While I hate to be always be the cynic in the room, as a scientist, I feel responsible for making sure I communicate the most accurate information available, delivered in a way that helps you make the best decisions for your health. The truth is, similar to my advice about wearables, while the underlying science is strong and we are learning more about what genes do and how they are regulated, once again, the business model driving this technology is stretching the science slightly beyond the data.2
The problem is that genetics is a much more complicated equation than “gene x” results in “trait y.” Yes, who we are is a result of our genes, BUT which genes are expressed, and at what level they are expressed is a VERY complicated process.3
While I won’t go into all of the factors that are important in gene expression and regulation, it is important to know that your environment and genetic background (i.e. all of the other genes that make up you) play a huge role in the expression and interpretation of the genes that these tests screen for.4 What does that mean? It means that excluding a small number of genetic diseases that actually follow the “gene x” equals “trait y” math, the more complex the trait, the less is known about all the genes involved.3,4 So, for things like metabolism and athletic performance where several cellular pathways are involved, we know very little about the genes driving these physiological processes.3
As much as I want to tell you that we have all the answers, our understanding of genetics just isn’t there yet. And even if it were, and I can’t communicate this enough, you are not simply the product of your genes. The real equation looks more like:
Gene x + Gene regulators in the DNA + Epigenetics + Environment + Ancestry + Lifestyle choices = Trait y 3,4
My advice: read your results with caution.2,3,5 While I don’t think these companies are intentionally trying to give out misinformation, remember that for many of the questions they are trying to answer, we just don’t have enough information yet.6 At this point a lot the “answers” they give are indirect associations at best.2,3,4
So, what’s your best bet? Get to know your body through proven methods of scientific testing (like body composition analysis, resting metabolic rate testing, and VO2 Max testing) and use your data to make the “best” health decisions for your body now.

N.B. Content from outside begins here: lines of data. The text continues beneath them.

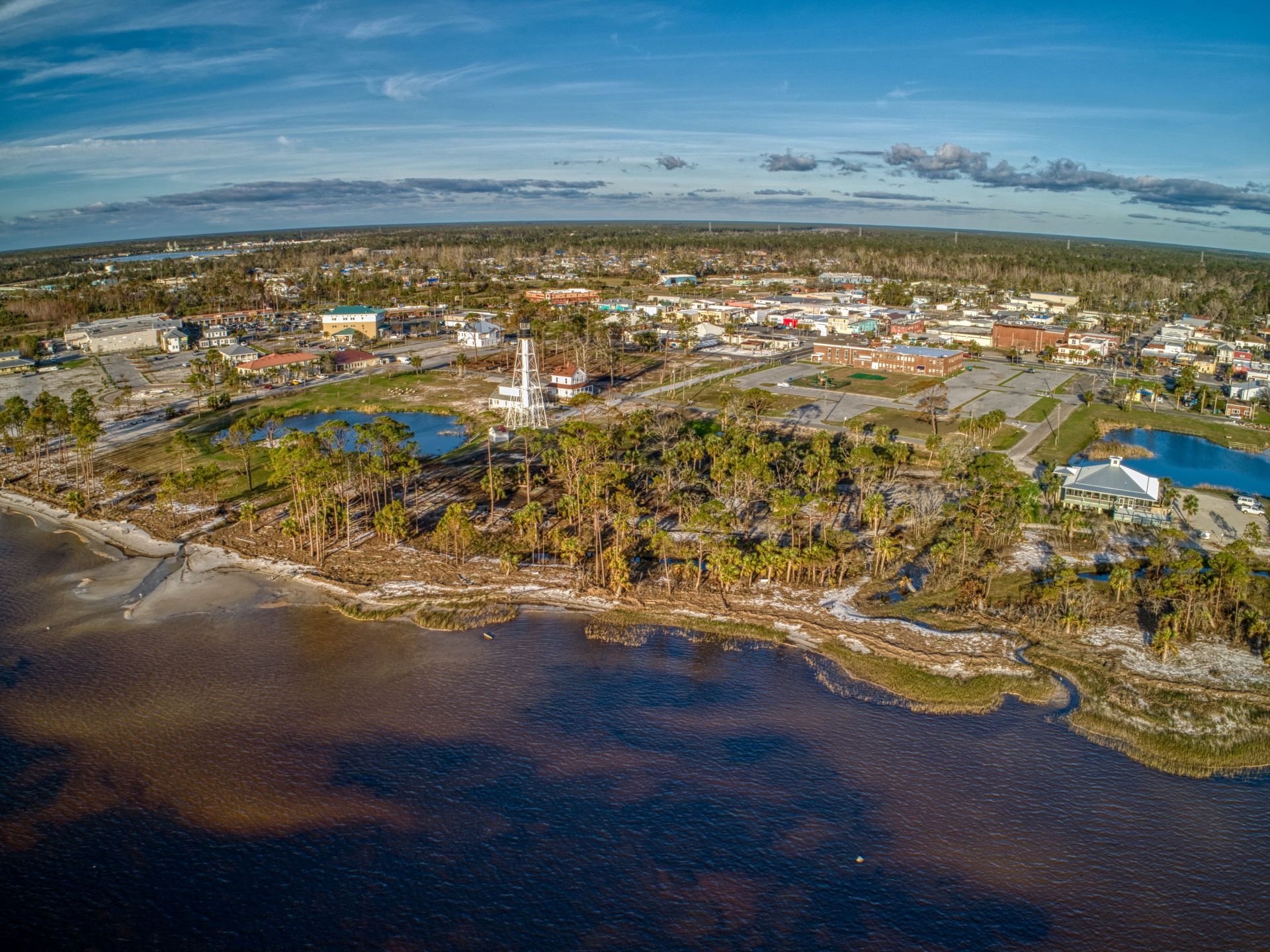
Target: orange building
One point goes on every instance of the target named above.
(563, 295)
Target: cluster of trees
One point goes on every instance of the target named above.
(342, 478)
(1181, 593)
(478, 262)
(46, 425)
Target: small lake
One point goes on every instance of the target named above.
(1191, 460)
(435, 434)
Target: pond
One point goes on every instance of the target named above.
(1193, 460)
(435, 434)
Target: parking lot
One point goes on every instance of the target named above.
(988, 387)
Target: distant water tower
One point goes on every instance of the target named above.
(529, 407)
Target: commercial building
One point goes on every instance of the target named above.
(1027, 337)
(563, 295)
(143, 332)
(479, 333)
(365, 321)
(567, 382)
(892, 359)
(1121, 492)
(237, 354)
(278, 364)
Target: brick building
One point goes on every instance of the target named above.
(925, 361)
(564, 295)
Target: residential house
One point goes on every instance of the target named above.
(367, 322)
(280, 364)
(13, 363)
(1123, 494)
(567, 382)
(237, 354)
(215, 336)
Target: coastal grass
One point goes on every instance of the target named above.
(634, 618)
(1187, 732)
(1038, 412)
(462, 614)
(941, 608)
(1087, 423)
(940, 694)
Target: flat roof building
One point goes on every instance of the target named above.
(276, 363)
(893, 359)
(365, 321)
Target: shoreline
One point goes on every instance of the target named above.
(922, 668)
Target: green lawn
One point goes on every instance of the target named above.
(854, 380)
(1081, 429)
(1038, 411)
(907, 422)
(1006, 437)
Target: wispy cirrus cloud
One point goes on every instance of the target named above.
(132, 63)
(413, 85)
(955, 161)
(896, 196)
(777, 161)
(318, 193)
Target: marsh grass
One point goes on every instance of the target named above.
(461, 615)
(940, 694)
(1176, 731)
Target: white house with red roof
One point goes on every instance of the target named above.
(567, 382)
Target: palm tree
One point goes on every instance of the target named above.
(1164, 642)
(886, 550)
(874, 510)
(1121, 579)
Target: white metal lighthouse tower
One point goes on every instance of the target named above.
(527, 407)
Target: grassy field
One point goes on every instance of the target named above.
(855, 380)
(1006, 437)
(1082, 429)
(907, 422)
(1170, 730)
(931, 693)
(1038, 411)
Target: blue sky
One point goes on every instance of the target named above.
(126, 120)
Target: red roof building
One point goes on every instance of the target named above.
(353, 359)
(271, 361)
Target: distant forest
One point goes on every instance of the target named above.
(1121, 276)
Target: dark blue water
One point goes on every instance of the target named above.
(276, 778)
(1193, 460)
(435, 434)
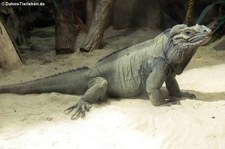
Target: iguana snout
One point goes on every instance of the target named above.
(183, 41)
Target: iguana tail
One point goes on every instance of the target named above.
(70, 82)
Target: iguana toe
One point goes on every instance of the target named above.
(80, 109)
(187, 95)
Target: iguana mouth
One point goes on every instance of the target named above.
(200, 38)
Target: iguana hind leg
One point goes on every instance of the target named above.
(174, 90)
(96, 92)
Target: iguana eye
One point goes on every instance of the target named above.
(188, 33)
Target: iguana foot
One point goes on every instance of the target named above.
(187, 95)
(171, 102)
(80, 109)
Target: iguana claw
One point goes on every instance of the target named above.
(80, 109)
(187, 95)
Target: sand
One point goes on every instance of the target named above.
(38, 121)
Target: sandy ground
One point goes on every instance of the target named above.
(38, 121)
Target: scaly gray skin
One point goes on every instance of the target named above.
(140, 68)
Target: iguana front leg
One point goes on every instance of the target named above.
(96, 91)
(174, 90)
(155, 81)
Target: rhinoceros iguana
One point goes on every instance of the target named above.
(129, 72)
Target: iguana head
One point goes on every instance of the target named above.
(183, 40)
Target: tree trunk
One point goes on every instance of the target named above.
(90, 12)
(65, 28)
(95, 35)
(9, 58)
(187, 19)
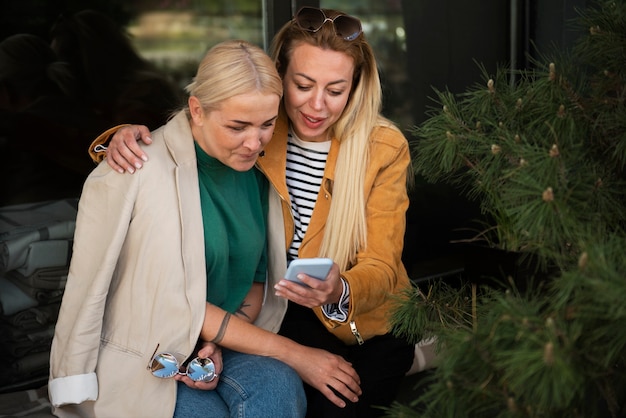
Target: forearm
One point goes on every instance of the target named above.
(239, 335)
(95, 152)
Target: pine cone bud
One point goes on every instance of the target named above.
(582, 260)
(510, 403)
(554, 151)
(548, 195)
(552, 75)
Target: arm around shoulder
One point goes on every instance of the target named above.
(97, 149)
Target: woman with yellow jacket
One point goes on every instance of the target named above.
(339, 173)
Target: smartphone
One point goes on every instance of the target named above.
(314, 267)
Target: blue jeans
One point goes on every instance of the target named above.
(249, 387)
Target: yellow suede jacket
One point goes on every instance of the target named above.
(378, 275)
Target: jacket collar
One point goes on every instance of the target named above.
(176, 135)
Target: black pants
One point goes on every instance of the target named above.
(381, 364)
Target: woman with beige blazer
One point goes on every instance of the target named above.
(139, 290)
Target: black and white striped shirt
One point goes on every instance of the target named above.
(305, 170)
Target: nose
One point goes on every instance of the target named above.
(317, 99)
(253, 142)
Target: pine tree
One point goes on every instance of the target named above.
(544, 155)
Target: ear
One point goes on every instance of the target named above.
(195, 110)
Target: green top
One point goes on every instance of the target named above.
(234, 213)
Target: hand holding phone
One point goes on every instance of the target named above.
(317, 268)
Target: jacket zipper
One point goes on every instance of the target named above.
(356, 333)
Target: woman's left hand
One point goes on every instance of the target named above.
(214, 352)
(316, 292)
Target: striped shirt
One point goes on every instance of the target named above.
(305, 170)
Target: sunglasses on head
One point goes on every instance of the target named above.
(166, 365)
(312, 19)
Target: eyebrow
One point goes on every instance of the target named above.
(314, 81)
(245, 122)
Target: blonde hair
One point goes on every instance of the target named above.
(346, 225)
(232, 68)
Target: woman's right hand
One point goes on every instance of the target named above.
(124, 152)
(323, 371)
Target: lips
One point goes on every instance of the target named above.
(311, 122)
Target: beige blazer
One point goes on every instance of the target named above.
(137, 279)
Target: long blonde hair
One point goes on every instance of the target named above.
(232, 68)
(346, 225)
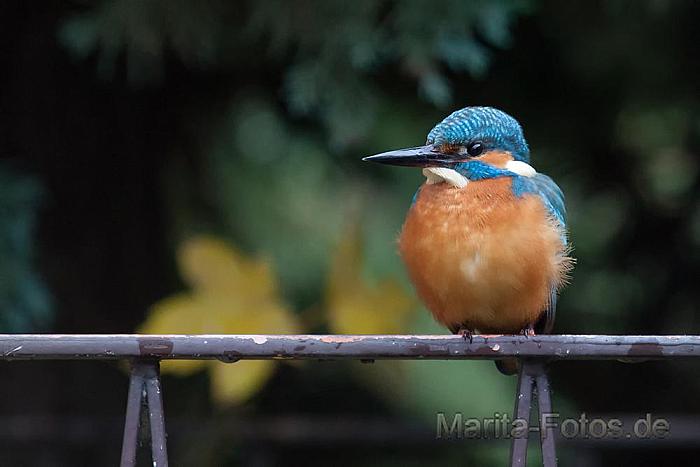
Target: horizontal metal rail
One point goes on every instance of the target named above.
(146, 351)
(231, 348)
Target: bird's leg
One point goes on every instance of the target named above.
(466, 334)
(528, 331)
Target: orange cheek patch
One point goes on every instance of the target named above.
(495, 158)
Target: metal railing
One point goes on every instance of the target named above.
(146, 351)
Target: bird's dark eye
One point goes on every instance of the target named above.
(475, 148)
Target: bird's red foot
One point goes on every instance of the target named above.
(466, 334)
(528, 331)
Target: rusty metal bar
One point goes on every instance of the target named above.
(229, 348)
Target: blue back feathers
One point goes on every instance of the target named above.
(494, 128)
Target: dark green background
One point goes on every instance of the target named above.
(125, 126)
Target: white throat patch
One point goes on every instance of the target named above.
(444, 175)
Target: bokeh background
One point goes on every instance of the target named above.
(194, 166)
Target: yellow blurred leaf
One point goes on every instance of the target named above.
(232, 294)
(210, 265)
(356, 307)
(179, 314)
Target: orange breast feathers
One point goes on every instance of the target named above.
(480, 257)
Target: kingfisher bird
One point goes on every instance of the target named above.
(484, 241)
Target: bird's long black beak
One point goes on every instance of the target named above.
(420, 156)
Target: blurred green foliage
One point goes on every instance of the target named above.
(248, 120)
(24, 300)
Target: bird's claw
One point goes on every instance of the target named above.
(466, 334)
(528, 331)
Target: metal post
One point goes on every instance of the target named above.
(523, 405)
(145, 381)
(544, 403)
(533, 377)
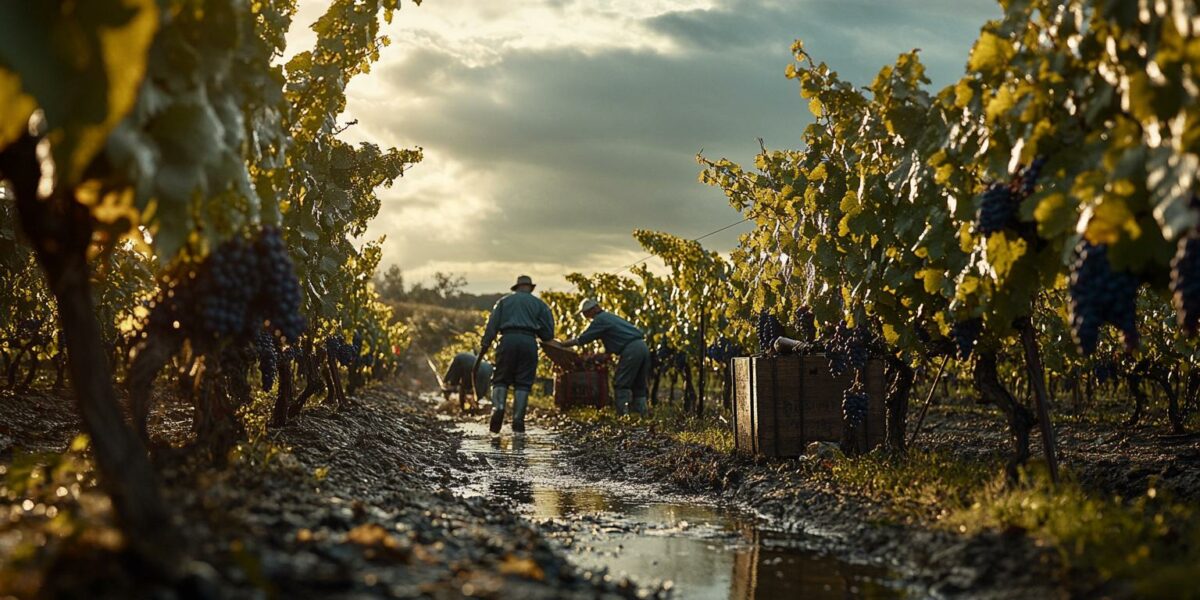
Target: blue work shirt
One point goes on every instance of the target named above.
(520, 312)
(615, 331)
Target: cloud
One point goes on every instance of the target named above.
(553, 129)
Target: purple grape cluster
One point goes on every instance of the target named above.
(243, 285)
(767, 329)
(1101, 295)
(805, 324)
(855, 403)
(226, 286)
(1030, 177)
(281, 288)
(847, 348)
(268, 359)
(997, 209)
(346, 354)
(966, 335)
(723, 351)
(1105, 370)
(999, 205)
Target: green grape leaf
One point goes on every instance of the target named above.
(83, 63)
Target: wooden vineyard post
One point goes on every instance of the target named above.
(1037, 378)
(700, 405)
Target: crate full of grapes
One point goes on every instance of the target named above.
(783, 403)
(580, 379)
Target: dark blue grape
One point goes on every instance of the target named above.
(966, 335)
(997, 210)
(1101, 295)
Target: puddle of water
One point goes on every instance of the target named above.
(705, 551)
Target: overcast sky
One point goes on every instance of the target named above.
(552, 129)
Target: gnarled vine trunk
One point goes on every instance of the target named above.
(1020, 420)
(897, 402)
(60, 232)
(1038, 387)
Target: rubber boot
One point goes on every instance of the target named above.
(499, 394)
(623, 397)
(520, 401)
(640, 406)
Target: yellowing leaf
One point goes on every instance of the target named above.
(1003, 253)
(963, 93)
(931, 279)
(1054, 215)
(1109, 220)
(889, 334)
(1000, 103)
(990, 53)
(943, 174)
(15, 108)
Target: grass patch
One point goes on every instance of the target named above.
(711, 430)
(1150, 540)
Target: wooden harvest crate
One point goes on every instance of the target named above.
(580, 389)
(783, 403)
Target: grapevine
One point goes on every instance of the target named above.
(997, 209)
(1101, 295)
(847, 348)
(268, 358)
(768, 329)
(1186, 282)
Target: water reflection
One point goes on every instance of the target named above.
(706, 551)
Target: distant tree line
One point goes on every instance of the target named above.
(447, 291)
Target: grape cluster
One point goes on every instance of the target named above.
(1029, 179)
(853, 405)
(1099, 295)
(681, 361)
(346, 354)
(805, 324)
(999, 205)
(241, 285)
(997, 209)
(966, 335)
(1186, 282)
(1105, 371)
(847, 348)
(281, 289)
(268, 359)
(225, 287)
(768, 329)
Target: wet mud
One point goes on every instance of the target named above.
(685, 544)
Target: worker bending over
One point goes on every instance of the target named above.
(459, 378)
(520, 319)
(619, 337)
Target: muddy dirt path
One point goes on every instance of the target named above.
(625, 529)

- Allyse MA, Robinson DH, Berber MJ et al. (2018) Direct-to-Consumer Testing 2.0: Emerging Models of Direct-to-Consumer Genetic Testing. Mayo Clinic Proceedings 93:1:113-120.
- Khoury MJ. (2017) Direct to Consumer Genetic Testing: Think Before You Spit, 2017 Edition! Centers for Disease Control and Prevention. https://blogs.cdc.gov/genomics/2017/04/18/direct-to-consumer-2/
- Joyner MJ. (2019) Limits to the Evidence that DNA Sequence Differences Contribute to Variability in Fitness and Trainability. Medicine & Science in Sport and Exercise 51(8):1786-1789.
- Genetics Home Reference. (2019) Help Me Understand Genetics: Direct-to-Consumer Genetic Testing. S. National Library of Medicine. https://ghr.nlm.nih.gov/primer/dtcgenetictesting/directtoconsumer
- About Genomics. (2019) 15 for 15: Direct-to-Consumer Genomic Testing. National Human Genome Research Institute. https://www.genome.gov/dna-day/15-for-15/direct-to-consumer-genomic-testing
- Bouchard C. (2019) DNS Sequence Variations Contribute to Variability in Fitness and Trainability. Medicine & Science in Sport and Exercise 51(8):1781-1785.